An dieser Stelle offenbaren sich die Zusammenhänge zwischen Staatsschulden und nicht-nachhaltigen Ernährungssystemen am deutlichsten. Denn viele Staaten besitzen kaum US-Dollar oder andere “starke” Währungen. Eine der wenigen Möglichkeiten, wie sie solche “starke” Währungen generieren können, besteht darin, Güter auf dem Weltmarkt zu verkaufen. Viele hochverschuldete Regierungen des Globalen Südens sehen hierfür den einfachsten Weg über den Export landwirtschaftlicher Erzeugnisse. Im Ergebnis setzen viele Staaten zur Ernährung der Bevölkerung auf Nahrungsimporte, welche wiederum durch Nahrungsmittelexporte finanziert werden. Diese Rechnung geht jedoch meistens nicht auf. So haben sich laut Welthandelsorganisation die Ausgaben für Nahrungsimporte der ärmsten Länder der Welt in den letzten fünfundzwanzig Jahren mehr als verzehnfacht – von etwa sechs Milliarden US-Dollar 1997 auf über 60 Milliarden 2022. Die Exporterlöse dagegen sind nur von etwa fünf Milliarden auf 30 Milliarden US- Dollar gestiegen.

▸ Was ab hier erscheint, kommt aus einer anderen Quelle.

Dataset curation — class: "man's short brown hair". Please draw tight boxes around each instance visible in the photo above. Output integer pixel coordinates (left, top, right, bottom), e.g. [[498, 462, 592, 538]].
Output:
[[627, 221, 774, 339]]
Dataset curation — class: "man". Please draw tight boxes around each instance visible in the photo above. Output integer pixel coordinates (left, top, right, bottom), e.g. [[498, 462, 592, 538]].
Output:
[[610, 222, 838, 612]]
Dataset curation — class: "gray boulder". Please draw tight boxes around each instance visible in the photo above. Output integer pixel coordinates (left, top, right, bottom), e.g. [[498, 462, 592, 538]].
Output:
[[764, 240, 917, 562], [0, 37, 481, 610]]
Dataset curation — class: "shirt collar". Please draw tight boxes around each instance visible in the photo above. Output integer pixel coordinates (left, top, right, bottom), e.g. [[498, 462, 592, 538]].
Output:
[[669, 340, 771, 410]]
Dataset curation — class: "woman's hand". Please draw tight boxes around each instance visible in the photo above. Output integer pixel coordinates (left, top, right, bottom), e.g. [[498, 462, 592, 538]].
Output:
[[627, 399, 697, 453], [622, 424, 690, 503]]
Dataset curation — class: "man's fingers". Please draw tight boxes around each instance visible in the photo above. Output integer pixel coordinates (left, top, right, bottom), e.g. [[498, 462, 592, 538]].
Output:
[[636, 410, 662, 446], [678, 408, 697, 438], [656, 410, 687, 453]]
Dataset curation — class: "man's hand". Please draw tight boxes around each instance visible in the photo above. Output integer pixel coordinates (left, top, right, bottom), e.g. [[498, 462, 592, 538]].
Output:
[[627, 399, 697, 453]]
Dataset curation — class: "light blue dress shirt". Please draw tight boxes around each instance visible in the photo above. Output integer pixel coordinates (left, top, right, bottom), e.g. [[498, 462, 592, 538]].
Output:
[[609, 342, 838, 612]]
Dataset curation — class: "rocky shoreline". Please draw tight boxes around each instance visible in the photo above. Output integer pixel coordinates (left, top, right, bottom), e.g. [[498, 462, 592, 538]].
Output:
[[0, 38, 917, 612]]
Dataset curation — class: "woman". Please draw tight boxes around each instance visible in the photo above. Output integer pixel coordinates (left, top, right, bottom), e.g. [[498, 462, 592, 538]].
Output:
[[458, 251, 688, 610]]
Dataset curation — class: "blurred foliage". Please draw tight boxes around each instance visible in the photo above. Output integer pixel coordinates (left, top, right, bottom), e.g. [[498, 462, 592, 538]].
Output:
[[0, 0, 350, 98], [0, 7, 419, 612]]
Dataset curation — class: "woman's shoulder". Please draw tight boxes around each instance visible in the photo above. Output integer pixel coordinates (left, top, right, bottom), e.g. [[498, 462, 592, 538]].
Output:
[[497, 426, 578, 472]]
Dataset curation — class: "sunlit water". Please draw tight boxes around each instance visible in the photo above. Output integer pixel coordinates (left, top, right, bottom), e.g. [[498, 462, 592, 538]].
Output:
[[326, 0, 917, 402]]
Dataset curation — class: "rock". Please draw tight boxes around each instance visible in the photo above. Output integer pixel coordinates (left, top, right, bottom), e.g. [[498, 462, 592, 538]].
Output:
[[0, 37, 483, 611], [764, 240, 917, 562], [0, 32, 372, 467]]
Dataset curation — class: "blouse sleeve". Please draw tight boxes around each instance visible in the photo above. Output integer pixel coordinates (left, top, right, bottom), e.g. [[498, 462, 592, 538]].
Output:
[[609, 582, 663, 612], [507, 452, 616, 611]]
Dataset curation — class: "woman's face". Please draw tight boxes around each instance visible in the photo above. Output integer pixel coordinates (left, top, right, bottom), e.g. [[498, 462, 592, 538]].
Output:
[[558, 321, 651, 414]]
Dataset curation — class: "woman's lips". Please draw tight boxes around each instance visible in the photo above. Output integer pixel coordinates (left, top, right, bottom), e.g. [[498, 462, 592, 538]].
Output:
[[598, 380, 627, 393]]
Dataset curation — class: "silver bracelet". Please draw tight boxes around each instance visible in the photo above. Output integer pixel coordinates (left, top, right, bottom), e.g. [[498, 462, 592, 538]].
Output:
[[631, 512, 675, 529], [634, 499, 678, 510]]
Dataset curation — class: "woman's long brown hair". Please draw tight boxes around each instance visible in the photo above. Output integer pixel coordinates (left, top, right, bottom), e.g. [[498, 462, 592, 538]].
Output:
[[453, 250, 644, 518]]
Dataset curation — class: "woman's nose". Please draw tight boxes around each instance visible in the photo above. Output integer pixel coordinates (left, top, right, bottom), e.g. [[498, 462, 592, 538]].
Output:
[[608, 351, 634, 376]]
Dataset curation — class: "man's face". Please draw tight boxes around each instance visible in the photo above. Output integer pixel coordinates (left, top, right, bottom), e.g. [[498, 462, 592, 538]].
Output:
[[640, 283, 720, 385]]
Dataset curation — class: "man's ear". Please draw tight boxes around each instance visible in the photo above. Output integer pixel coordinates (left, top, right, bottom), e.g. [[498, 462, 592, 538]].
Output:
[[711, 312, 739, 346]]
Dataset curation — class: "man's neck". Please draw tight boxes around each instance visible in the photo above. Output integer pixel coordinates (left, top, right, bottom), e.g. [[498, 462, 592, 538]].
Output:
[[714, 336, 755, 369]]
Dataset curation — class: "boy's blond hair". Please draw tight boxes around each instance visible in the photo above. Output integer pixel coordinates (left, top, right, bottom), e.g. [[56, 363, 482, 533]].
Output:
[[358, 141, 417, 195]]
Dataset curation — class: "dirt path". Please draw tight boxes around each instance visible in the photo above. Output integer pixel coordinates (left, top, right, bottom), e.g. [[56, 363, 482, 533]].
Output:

Gefährdung des Rechts auf Nahrung durch „Export-Import-Ernährungssysteme“
Die Finanzierung von Nahrungsmittelimporten und damit die Ernährung der Bevölkerung steht also in direkter Konkurrenz zur Schuldentilgung. Ob ein solcher Staat das Recht auf Nahrung für seine Bürger*innen gewährleisten kann, hängt einerseits davon ab, welchen Schwankungen die Nahrungsmittelpreise auf dem Weltmarkt unterliegen und andererseits davon, wie hoch die Schuldenrückzahlungen sind, die von ihm gefordert werden. Hinzu kommt, dass sich viele Staaten abhängig gemacht haben von synthetischen Düngemitteln, Pestiziden und Hybridsaatgut, um dem Exportdruck mit dem Anbau von industriellen Monokulturen gerecht zu werden. Da auch diese teuer erstanden werden müssen, belaufen sich in einigen Ländern die Ausgaben für Agrarchemikalien mittlerweile auf bis zu einem Viertel des öffentlichen Haushalts, mit steigender Tendenz. In Ländern wie Indien, Kenia und den Philippinen ist daher neben der Schuldenfalle ebenfalls die Rede von einer Düngemittelfalle. Aber auch unabhängig von diesen Faktoren haben „Export-Import-Ernährungsmodelle“ gravierende Implikationen für das Recht auf Nahrung. Eines der grundlegendsten Probleme manifestiert sich in der Landnutzung. Denn der Anbau von Massenexportgütern beansprucht riesige Flächen, die nicht mehr für die Ernährung der eigenen Bevölkerung zu Verfügung stehen. Zudem beansprucht dieser Anbau oftmals den Großteil der ohnehin kleinen öffentlichen Agrarbudgets. In Sambia zum Beispiel gehen etwa 70 Prozent des Agrarhaushaltes in die Subventionierung von Dünger und Hybridsaatgut. Kleinbäuer*-innen, die eigentlich für die Ernährung der Menschen sorgen, werden von ihrem Land zugunsten der Agrarindustrie verdrängt. Die Artenvielfalt sowie Nahrungsmittel, die traditionell zur Ernährung der Bevölkerung gedient haben, gehen verloren.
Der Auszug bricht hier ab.